Skeena loses Albino Lake due to ‘incomprehensible’ decision by BC gold commissioner

Skeena Resources (TSX: SKE; NYSE: SKE) has responded to the decision made by British Columbia’s Chief Gold Commissioner on the tailings in […]
Skeena conducted two drill programs last year at the high-grade Albino Lake tailings storage facility. Credit: Barrick Gold.






Skeena Resources (TSX: SKE; NYSE: SKE) has responded to the decision made by British Columbia's Chief Gold Commissioner on the tailings in the Albino Lake storage facility at the past-producing Eskay Creek gold-silver project in B.C.’s Golden Triangle.

Last August, an individual, Richard Mills, holding a mineral claim on the lands that underlie the Albino Lake material, applied to the commissioner for a determination as to the ownership of the “minerals” in the tailings.

The Albino Lake storage facility is a sub-aqueous deposition of metals, sulphides and certain deleterious elements for the past producing mine. The facility is managed by Skeena under the terms of the province’s Lands Act surface lease and authorizations under the Mines Act and Environmental Management Act.

The company believes the decision is in error.

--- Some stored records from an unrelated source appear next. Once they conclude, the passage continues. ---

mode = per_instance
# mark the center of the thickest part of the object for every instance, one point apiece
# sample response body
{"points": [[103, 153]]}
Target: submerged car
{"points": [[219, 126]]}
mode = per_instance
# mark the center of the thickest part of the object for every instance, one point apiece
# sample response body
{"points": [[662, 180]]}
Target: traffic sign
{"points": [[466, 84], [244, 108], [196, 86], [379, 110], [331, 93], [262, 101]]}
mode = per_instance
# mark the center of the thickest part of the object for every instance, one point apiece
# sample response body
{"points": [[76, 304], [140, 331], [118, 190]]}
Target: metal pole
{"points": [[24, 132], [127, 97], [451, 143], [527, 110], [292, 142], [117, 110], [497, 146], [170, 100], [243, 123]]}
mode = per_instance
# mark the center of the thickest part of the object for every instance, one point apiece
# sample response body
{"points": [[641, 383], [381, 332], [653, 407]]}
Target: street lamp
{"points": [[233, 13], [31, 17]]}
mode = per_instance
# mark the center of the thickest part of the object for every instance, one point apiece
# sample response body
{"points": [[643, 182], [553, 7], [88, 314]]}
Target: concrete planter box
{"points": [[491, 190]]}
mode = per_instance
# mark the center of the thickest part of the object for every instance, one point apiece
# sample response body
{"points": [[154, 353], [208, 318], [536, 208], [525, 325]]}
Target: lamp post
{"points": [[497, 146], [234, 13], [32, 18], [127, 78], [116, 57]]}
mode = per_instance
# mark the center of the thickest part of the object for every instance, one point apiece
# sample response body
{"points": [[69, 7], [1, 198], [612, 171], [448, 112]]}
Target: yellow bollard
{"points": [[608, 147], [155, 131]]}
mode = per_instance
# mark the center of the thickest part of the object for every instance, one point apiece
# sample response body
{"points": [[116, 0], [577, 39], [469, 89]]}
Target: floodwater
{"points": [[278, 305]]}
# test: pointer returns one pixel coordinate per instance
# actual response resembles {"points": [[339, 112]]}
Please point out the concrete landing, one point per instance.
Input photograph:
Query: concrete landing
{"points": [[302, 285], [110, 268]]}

“It is incomprehensible to us that the Chief Gold Commissioner of British Columbia would transfer ownership of materials that Skeena and, prior to that, Barrick, have actively managed and environmentally monitored for decades in the Albino Lake storage facility to an individual who staked barren mineral claims below the facility,” said Skeena chief executive Walter Coles Jr. “We feel this sets a grave precedent for mineral exploration, development, and environmental liability management in British Columbia. Skeena will utilize all legal avenues to remedy this situation within the B.C. court system and we have already begun the appeal process.”

Skeena has mounted two drilling programs at Albino Lake seeking an answer to the question of whether or not it would be economically feasible to reprocess the material and recover precious metals. Late last year, it released assays as high as 10 g/t gold-equivalent from the tailings. The layer of tails is from 12 to 17 metres thick and assayed between 3.39 and 5.9 g/t gold and between 151 and 317 g/t silver.

Skeena released a pre-feasibility study for the Eskay Creek project in July 2021. The study covers a high grade conventional truck and shovel open pit. Proven and probable reserves are 26.4 million tonnes with a diluted grade of 3.37 g/t gold and 94 g/t silver.